By Menchu Aquino Sarmiento

Movie Review
Neomanila
Directed by Mikhail Red

MIKHAIL RED has a nice sense of the cinematic visual, but to enjoy his films, one must suspend disbelief. Recall Maya, the protagonist of his critically acclaimed Birdshot, who has lived all her life next to an eagle sanctuary, but even as a young adult, refuses to recognize the eagles next-door as an endangered protected species. Her father’s many warnings fall on her pretty deaf ears. She purposely kills one of the danged birds and serves it to daddy as adobo. She lets loose a shit storm, resulting in his torture and death by the authorities. Then she lets her father’s murderer, who also slaughtered her pet dog, go scot free. Girl, what were you thinking?

We Filipinos were never much for critical thought anyway. The better to enjoy Neomanila, Red’s third full-length feature, choc-full of artfully lighted and staged scenes of Manila’s photogenic degradation and inhumanity. From the start, don’t ask why the protagonist Toto (Tim Castillo) must smuggle a razor blade to his jailed older brother Kiko, inside his mouth, making speech impossible and thus further rousing the grumpy desk sergeant’s suspicion with his silence. And it’s not like there’s a shortage of sharp objects in our jail cells where they do tattoos as homeroom arts and crafts. In case we don’t get it that life is cheap, later an inexplicably mute, hand-cuffed prisoner purposely brings in a hand grenade and totals the entire police station. Those parak must have a death wish as well.

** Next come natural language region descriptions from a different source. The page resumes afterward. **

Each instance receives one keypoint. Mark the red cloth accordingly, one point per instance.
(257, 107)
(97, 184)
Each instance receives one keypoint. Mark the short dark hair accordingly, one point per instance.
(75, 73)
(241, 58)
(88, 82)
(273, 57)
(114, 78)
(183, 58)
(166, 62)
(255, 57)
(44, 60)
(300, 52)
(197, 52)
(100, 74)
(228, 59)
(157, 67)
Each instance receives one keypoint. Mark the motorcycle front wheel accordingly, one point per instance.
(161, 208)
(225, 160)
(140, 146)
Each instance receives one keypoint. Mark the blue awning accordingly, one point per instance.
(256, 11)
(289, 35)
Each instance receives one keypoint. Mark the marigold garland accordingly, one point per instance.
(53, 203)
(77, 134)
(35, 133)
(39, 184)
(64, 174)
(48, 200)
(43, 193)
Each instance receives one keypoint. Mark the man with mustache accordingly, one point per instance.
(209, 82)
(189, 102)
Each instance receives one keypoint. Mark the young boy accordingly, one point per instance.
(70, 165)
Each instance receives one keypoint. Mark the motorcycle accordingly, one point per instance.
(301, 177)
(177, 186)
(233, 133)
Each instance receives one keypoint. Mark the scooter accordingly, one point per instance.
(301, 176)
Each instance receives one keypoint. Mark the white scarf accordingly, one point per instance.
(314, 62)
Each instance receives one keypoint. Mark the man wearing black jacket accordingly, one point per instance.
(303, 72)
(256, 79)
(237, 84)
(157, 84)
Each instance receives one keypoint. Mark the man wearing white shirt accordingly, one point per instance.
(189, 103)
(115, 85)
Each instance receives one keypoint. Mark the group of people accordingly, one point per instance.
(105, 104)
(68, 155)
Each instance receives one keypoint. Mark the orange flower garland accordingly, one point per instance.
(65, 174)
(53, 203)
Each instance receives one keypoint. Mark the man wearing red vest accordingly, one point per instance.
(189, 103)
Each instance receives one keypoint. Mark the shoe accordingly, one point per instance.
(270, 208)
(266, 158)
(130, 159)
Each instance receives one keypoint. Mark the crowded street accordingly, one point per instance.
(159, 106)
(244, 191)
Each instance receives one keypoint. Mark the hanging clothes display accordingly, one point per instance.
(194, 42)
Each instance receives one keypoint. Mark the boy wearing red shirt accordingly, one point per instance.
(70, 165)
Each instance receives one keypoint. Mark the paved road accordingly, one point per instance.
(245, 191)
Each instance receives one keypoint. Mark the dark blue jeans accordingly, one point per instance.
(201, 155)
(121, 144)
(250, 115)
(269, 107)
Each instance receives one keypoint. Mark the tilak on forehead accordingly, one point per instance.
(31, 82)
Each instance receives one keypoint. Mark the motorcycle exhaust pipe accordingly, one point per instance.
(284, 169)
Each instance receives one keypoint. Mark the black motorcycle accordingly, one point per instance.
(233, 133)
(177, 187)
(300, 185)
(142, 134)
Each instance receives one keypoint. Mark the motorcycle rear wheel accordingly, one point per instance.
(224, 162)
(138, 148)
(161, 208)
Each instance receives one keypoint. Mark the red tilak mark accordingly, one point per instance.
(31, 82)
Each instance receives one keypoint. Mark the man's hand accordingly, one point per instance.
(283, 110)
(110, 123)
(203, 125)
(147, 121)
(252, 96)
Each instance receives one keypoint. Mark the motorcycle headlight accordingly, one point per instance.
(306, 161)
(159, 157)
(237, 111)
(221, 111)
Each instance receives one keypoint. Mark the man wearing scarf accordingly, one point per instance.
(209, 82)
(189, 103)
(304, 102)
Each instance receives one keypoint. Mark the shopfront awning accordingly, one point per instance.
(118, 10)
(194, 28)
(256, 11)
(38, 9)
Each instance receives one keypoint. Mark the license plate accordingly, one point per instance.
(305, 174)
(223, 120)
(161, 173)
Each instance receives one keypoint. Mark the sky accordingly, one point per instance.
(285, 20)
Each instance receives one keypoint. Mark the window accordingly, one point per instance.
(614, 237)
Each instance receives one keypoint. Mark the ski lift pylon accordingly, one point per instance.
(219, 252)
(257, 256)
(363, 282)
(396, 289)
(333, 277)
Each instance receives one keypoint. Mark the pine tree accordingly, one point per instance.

Is the film set in a parallel universe-Manila, hence the “Neo?” Here, the MRT trains are not guarded and conveniently serving as a short time motel for Toto. Later, the train depot is the scene for the killing of another small-time pusher who stashes her sachets in her baby’s diaper. Raoul and Irma keep ready-made natokhang signs out of torn cardboard for their victims in their car. Always good to be prepared even when you have to go through checkpoints.

Channeling Netflix’s Breaking Bad, the sexy assassin Irma (Eula Valdes) has a hole-in-the wall pest control firm (with no employees) in a converted garage as her day job. It’s a minor marvel that such a dinky operation affords them incongruously spiffy hazmat suits. Here’s their chance to dramatically vomit before the cameras. Irma herself lives in a tiny decrepit room off her garage office, with a single closet. Her space is barely larger than her bathroom. It’s unseemly for the boss lady to be staying in what looks like servant’s quarters. From her closet, she gives Toto T-shirts to upgrade his wardrobe, but when it comes to her own flesh and blood, she refuses. Anyway, having her son run around naked in a busy Manila street is nod to the first Breaking Bad episode where Walter White is in his tighty whiteys.

In Breaking Bad, they deal and kill for kilos of meth. In true Pinoy tingi style, here they do it for a couple of grams and a handful of cell phones. Irma’s henchman-lover Raoul speaks the truth when he rages in exasperation at how hard it is to make a living. They’re barely making it. Even the gang boss Dugo lives in a slum. Maybe the lesson is that crime does not pay.